Monday, November 05, 2007

From the mouths of movers

Death, divorce and moving are said to be the three most stressful things in life.

Whoever came up with that list has obviously never met Denis. Denis was one of the men who helped me move into my new apartment last weekend. Thanks to Denis, moving day was far from stressful. In fact, it was downright entertaining.

I didn’t have high hopes at first. I’ve never had good luck with movers. So I decided to hire a moving company based on a recommendation from the place where my stuff had been sitting in storage for the past 15 months. The moving company said they’d meet me there with a truck and two men at 8:30 on Saturday morning.

I showed up on time and waited. Ten minutes went by. Fifteen minutes went by. Twenty minutes went by. The movers were nowhere in sight. I phoned the company to complain. The guy who answered the phone said one of the movers simply didn’t show up for work that morning and he was frantically trying to find someone else to fill in.

He warned that we might have to reschedule the move. The chances of finding a mover at the last minute on a Saturday morning were pretty slim. Movers tend to party hard, he explained.
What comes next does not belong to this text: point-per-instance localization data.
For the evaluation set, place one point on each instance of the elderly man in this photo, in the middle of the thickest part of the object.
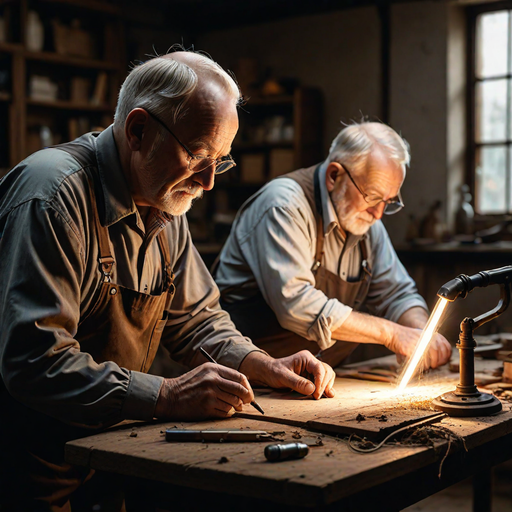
(308, 250)
(97, 268)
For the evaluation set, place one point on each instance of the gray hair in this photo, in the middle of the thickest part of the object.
(355, 142)
(164, 85)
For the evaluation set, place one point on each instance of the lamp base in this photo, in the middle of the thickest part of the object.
(476, 404)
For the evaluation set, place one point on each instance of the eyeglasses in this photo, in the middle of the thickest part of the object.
(393, 205)
(199, 163)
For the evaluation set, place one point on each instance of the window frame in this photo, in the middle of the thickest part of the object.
(472, 145)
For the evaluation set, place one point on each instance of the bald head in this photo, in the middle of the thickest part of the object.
(354, 144)
(167, 85)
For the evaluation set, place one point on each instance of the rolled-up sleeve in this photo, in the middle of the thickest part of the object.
(195, 316)
(41, 363)
(392, 291)
(279, 248)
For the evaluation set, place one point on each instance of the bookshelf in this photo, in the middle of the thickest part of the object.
(277, 134)
(61, 65)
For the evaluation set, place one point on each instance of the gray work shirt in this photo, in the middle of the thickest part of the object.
(49, 274)
(271, 248)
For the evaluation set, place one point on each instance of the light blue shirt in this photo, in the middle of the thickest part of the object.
(272, 246)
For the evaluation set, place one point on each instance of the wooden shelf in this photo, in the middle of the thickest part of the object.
(104, 24)
(68, 105)
(90, 5)
(11, 47)
(69, 60)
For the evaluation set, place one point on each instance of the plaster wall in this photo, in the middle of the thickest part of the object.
(339, 52)
(418, 103)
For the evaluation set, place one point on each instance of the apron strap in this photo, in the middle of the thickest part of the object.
(86, 156)
(168, 280)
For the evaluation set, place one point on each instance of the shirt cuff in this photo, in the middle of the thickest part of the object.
(141, 397)
(333, 314)
(236, 351)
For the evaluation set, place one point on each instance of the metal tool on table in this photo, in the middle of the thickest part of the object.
(210, 358)
(278, 452)
(219, 436)
(466, 400)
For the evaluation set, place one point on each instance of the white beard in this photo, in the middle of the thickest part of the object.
(179, 201)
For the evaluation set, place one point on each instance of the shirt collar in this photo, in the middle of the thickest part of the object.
(118, 202)
(328, 211)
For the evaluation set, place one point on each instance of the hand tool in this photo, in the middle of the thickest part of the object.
(210, 358)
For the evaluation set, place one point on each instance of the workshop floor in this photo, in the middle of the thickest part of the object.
(459, 497)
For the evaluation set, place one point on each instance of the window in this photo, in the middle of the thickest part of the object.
(491, 112)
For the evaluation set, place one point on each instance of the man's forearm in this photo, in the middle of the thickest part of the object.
(362, 328)
(415, 317)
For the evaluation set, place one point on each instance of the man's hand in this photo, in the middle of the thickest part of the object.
(404, 342)
(291, 372)
(208, 391)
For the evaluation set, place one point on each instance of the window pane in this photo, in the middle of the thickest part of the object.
(491, 111)
(492, 44)
(491, 179)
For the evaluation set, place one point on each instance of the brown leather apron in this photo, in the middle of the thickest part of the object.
(123, 326)
(254, 318)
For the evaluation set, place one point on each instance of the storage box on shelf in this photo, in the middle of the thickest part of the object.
(64, 74)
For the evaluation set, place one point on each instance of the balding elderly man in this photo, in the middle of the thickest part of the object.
(97, 268)
(308, 250)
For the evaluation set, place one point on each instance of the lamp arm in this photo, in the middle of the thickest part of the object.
(500, 308)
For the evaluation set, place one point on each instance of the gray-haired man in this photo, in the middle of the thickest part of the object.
(97, 268)
(308, 250)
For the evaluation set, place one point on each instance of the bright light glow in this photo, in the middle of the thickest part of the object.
(423, 342)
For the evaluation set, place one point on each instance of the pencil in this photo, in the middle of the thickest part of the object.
(210, 358)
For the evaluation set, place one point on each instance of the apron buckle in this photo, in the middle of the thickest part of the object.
(106, 265)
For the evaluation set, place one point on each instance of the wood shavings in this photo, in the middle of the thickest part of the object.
(419, 436)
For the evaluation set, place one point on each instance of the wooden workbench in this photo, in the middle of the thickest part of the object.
(331, 475)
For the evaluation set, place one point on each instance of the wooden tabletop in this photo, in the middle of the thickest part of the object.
(331, 473)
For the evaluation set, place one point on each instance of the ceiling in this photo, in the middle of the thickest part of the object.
(207, 15)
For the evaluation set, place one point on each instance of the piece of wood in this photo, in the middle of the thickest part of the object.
(329, 473)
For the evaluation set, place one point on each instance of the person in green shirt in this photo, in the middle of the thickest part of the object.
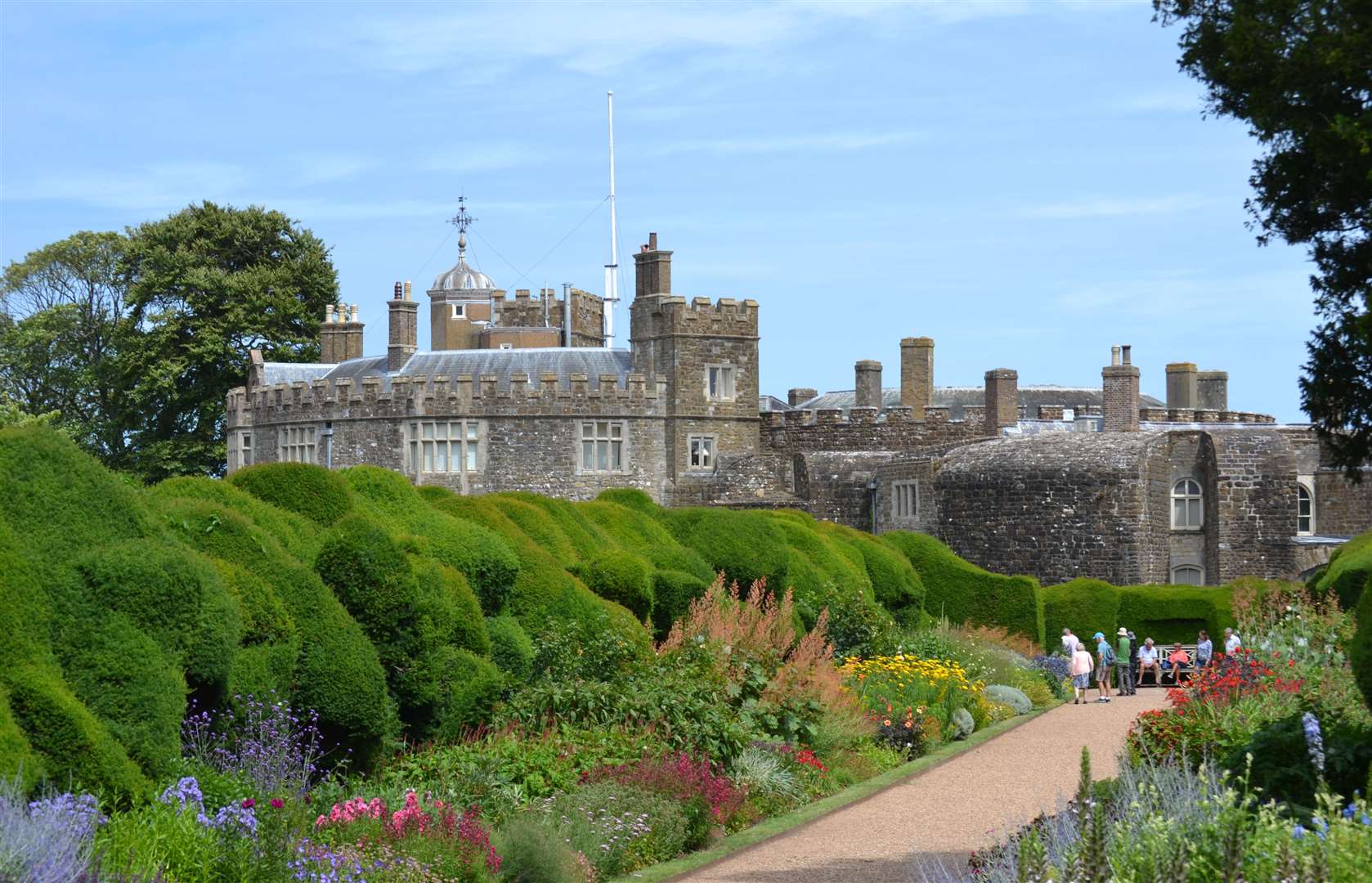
(1125, 670)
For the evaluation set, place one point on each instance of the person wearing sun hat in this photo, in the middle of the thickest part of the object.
(1105, 661)
(1124, 679)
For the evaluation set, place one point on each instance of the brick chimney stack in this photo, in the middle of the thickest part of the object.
(1120, 394)
(917, 374)
(868, 383)
(404, 338)
(1002, 399)
(652, 271)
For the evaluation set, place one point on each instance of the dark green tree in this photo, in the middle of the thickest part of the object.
(204, 287)
(1299, 74)
(59, 316)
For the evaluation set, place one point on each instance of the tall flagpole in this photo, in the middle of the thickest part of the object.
(612, 267)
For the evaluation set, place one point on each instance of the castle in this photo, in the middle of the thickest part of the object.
(1050, 482)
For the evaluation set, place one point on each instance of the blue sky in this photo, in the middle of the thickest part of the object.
(1026, 182)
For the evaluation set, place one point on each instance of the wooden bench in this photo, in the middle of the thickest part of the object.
(1169, 678)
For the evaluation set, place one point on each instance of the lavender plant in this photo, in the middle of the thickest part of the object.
(48, 840)
(267, 742)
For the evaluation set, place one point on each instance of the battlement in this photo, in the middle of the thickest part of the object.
(463, 394)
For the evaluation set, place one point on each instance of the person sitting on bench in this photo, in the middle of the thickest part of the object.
(1176, 661)
(1149, 660)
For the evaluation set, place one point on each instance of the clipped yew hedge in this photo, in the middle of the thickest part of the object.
(965, 593)
(307, 490)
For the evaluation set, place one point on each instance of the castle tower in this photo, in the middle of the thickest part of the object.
(707, 356)
(917, 374)
(404, 332)
(1120, 394)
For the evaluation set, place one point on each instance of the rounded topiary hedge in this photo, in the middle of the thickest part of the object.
(512, 649)
(172, 594)
(621, 577)
(76, 747)
(967, 594)
(316, 492)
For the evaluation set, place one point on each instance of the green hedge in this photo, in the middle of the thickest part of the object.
(77, 751)
(742, 545)
(168, 591)
(1086, 607)
(1349, 571)
(623, 577)
(486, 561)
(312, 491)
(512, 649)
(967, 594)
(128, 682)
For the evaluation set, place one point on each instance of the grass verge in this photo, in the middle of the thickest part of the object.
(781, 824)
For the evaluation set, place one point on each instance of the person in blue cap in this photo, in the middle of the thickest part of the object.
(1105, 662)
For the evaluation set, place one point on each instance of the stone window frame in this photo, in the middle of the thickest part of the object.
(711, 445)
(728, 378)
(297, 445)
(1187, 568)
(1184, 495)
(579, 445)
(464, 453)
(1305, 498)
(904, 500)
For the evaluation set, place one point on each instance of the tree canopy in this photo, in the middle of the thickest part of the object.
(136, 339)
(1299, 74)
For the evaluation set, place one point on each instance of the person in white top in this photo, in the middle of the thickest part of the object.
(1149, 660)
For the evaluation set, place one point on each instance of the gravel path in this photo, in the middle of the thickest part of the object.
(948, 810)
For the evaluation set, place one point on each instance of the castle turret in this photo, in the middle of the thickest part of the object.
(1120, 392)
(404, 334)
(868, 383)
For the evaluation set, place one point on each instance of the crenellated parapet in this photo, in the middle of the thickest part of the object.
(550, 395)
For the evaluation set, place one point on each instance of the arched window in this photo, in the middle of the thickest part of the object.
(1303, 510)
(1187, 575)
(1186, 504)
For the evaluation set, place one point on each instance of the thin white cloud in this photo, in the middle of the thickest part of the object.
(789, 143)
(1103, 208)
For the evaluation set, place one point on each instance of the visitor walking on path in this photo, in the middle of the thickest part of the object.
(1105, 661)
(1125, 672)
(1080, 674)
(1069, 642)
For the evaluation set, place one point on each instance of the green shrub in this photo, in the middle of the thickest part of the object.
(512, 649)
(1360, 649)
(338, 670)
(471, 688)
(1175, 613)
(298, 535)
(967, 594)
(1349, 571)
(168, 591)
(76, 747)
(486, 561)
(744, 545)
(16, 755)
(1086, 607)
(123, 679)
(312, 491)
(536, 853)
(59, 500)
(621, 577)
(1010, 696)
(673, 593)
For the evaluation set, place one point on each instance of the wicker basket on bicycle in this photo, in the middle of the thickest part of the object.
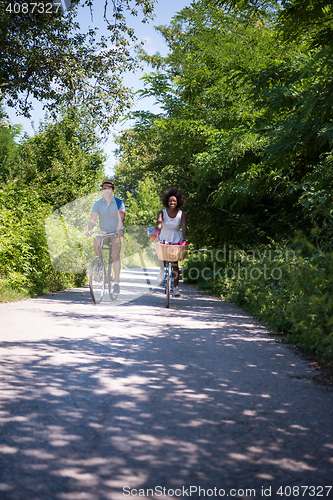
(171, 253)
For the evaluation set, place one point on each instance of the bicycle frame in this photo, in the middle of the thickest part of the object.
(168, 281)
(98, 262)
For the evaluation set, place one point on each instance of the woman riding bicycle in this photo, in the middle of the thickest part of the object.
(169, 222)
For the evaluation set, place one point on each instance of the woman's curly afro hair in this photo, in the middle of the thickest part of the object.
(173, 192)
Finding a guy who wasn’t half baked might be impossible.

“There’s only one guy I can think of who could do it,” he said. “Let me try him and I’ll call you right back.”

He called back immediately.

“Denis is in. We’ll have a truck there in half an hour.”

Exactly 30 minutes later, the truck pulled up to the storage facility and two men jumped out. One was short, stocky and built like a miniature Atlas. The other was tall and thin with a salt-and-pepper ponytail curling out from under his baseball cap. The former was John. The latter was Denis.

Denis strode over to where I was standing, shook my hand and introduced himself. Within five minutes of meeting him, I knew his life story. He was born and raised in a town across the river from Quebec City, moved to Vancouver five years ago, rents a bachelor pad in Gastown for $400 a month, thinks people here are cold and unfriendly, smokes like a chimney, plays the lottery every week.

I took Denis and John up to my storage locker.

“This is everything in your apartment?” Denis asked, eying the boxes stacked to the ceiling. “This is peanuts!”

And so began two hours of running commentary on my stuff. Every time Denis passed me on his way to the truck, he felt compelled to critique my possessions.

On my futon couch: “Are you a student?”

On my beat-up coffee table: “You need to find a rich man.”

On my racing bike: “At least you have one nice thing.”

On my cross country skis: “You’re from back East, aren’t you?”

On my lack of stuff: “You’re not a complicated girl, are you?”

I couldn’t believe this guy was telling me everything I owned was crap. Didn’t this violate the boundaries of the mover-movee relationship?

“I’m not a student,” I told him. “I’m just poor.”

I thought this might make him feel bad about critiquing my stuff but it had the opposite effect. Denis now saw me as an ally. A fellow traveler. A coconspirator.

“You and me,” he said with a sympathetic nod. “We’re the working poor, eh.”

This set him off on a 10-minute rant about how tough it was to make a buck, how people like us had to work hard, how we’re just good people trying to make an honest living. I felt like I was listening to a Nickleback song.

Now it was my turn to feel bad. Clearly this man was a member of the working poor. Me? Not so much. But it was too late to take it back so I just went with it. The fact that I lived in New Brunswick and prefer Tim Hortons over Starbucks gave me instant street cred.

When they had finally loaded the contents of my apartment into the truck, I asked Denis if I could ride in the truck with them.

“I don’t own a car and it would cost a lot of money to take a cab, so . . .”

Denis insisted that I join them in the truck. On the drive to my apartment, Denis kept telling me how much I was going to hate my new neighbourhood.

“The people are so snobby,” he said. “They’ll never talk to you. They all have their noses up in the air. They think they’re better than you.”

I wasn’t sure how much longer I could keep the facade going. We were only a few blocks away from my new apartment, a lovely, oceanfront heritage building in Kitsilano. Wouldn’t Denis think it was strange for me to be moving in there? I liked that Denis thought of me as an equal. I didn’t want him to think I had lied about being a member of the working poor. So I made up another lie. I told him that my rent was $500 a month.

I’m not sure if he believed me. When he walked into my new place, he whistled under his breath.

“This is really nice,” he said. He explored the whole place, opening up the cabinets, looking into the closets, peeking into the bathroom.

And then he asked me if I wanted to go in on some lottery tickets with him.

It took Denis and John less than half an hour to cart all my stuff into my apartment. Just before they left, Denis gave me some final words of wisdom.

“You need to find a rich man.”

Who knew moving could be so much fun?